What about layout - controls that just position other controls?
Another advantage of composability is that this tech enables standardized layout controls. The built in StackPanel and Grid
controls - and their more modern and concise HorizontalStack/VerticalStack and HorizontalGrid/VerticalGrid can be used in
any host framework. No more different StackLayout vs StackPanel differences between MAUI and WPF/WinUI - now you can use the same
layout controls everywhere, with the same modern conveniences making for more concise XAML.
The API is interface based. For instance, an ellipse is Microsoft.AnywhereControls.Shapes.IEllipse. Users of the API always use the interface.
In terms of implementation, UI platforms can implement the interface directly OR it can be implemented by a wrapper object (which typically lives in this repo). Having both options available provides maximum flexibility.

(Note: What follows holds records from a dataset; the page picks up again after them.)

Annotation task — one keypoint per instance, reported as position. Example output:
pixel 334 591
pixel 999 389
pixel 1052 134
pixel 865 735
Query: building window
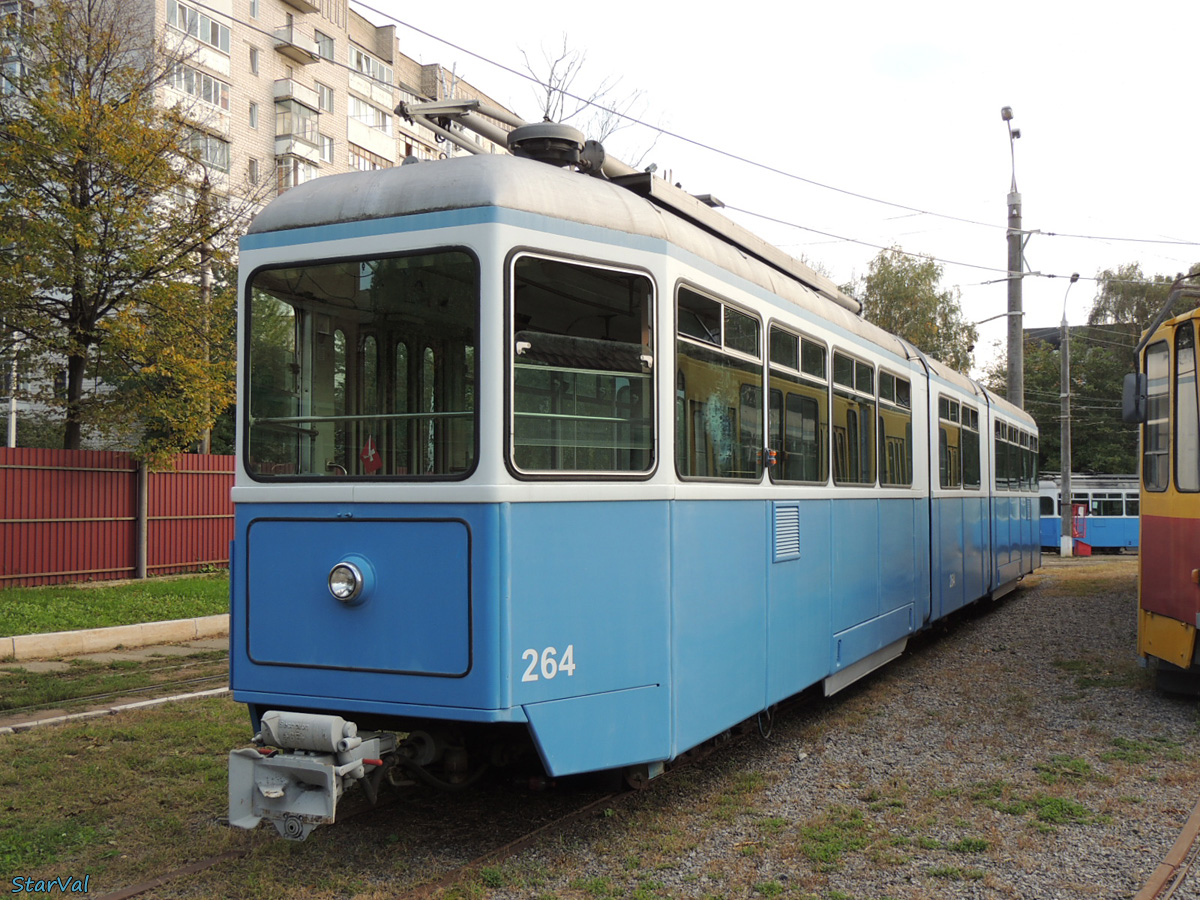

For new UI platforms, like WinUI3 and .NET MAUI, ideally they have their native
Ellipse object implement IEllipse directly. That helps enforce API naming consistency and is slightly more efficient.
Or the interface can be implemented via a wrapper, which requires no changes to the underlying UI platform at all. That's a good choice for platforms like WPF.

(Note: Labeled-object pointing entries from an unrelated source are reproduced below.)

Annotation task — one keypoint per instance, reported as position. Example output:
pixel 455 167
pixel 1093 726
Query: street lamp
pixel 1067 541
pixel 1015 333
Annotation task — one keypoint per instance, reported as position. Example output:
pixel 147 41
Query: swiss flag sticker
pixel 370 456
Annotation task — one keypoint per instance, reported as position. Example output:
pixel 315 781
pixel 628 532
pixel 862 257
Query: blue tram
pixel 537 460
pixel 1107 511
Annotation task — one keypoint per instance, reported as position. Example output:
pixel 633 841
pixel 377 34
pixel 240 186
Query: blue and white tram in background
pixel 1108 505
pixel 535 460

The API interfaces are all defined here. Implementations for the different UI frameworks are created through a mix of code generation from those interfaces and hand coding.

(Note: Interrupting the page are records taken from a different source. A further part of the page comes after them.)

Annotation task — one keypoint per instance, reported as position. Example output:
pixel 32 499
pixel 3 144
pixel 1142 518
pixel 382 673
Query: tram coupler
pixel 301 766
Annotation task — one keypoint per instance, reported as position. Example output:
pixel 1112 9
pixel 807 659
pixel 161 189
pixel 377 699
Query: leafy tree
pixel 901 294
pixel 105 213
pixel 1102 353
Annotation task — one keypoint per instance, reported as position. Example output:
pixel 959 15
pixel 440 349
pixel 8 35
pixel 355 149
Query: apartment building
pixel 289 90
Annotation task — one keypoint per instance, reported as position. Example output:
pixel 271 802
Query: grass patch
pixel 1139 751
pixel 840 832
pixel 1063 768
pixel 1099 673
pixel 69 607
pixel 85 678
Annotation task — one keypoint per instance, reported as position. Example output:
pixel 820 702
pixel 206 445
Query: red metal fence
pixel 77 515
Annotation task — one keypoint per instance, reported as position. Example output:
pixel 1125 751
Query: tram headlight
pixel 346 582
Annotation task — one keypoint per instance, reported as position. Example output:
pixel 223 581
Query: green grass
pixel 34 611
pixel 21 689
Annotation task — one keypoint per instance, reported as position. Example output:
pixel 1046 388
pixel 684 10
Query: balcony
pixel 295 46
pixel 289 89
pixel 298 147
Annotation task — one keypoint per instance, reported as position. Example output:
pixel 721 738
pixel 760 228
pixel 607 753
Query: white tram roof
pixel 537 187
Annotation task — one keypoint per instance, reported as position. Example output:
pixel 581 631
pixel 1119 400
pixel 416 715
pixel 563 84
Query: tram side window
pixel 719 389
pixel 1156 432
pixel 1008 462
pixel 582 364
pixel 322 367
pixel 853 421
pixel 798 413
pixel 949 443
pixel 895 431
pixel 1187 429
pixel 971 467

IUIElement, IUIElementCollection, IControl, IUserControl
Shapes: IShape, IEllipse, ILine, IPath, IPolygon, IPolyline, IRectangle
Geometries: IGeometry, IArcSegement, IBezierSegment, ILineSegment, IPathFigure, IPathGeometry, IPathSegment, IPolyBezierSegment IPolyQuadraticBezierSegment IQuadraticBezierSegment
Transforms: ITransform, IRotateTransform, IScaleTransform, ITransformGroup, ITranslateTransform
Brushes and Strokes: BrushMappingMode, FillMode, GradientStreamMethod, IGradientBrush, ILinearGradientBrush, IRadialGradientBrush, ISolidColorBrush, PenLineCap, PenLineJoin, SweepDirection
All of these APIs are nearly identical to UWP, WPF, and Xamarin.Forms 4.8 (which added shape and brush support).
Shapes are IUIElements that can be used as children to build the visual representation of a control, often as part of a control template. That's the same model used by UWP/WPF/Forms.
Geometries, transforms, and brushes all help support the drawing.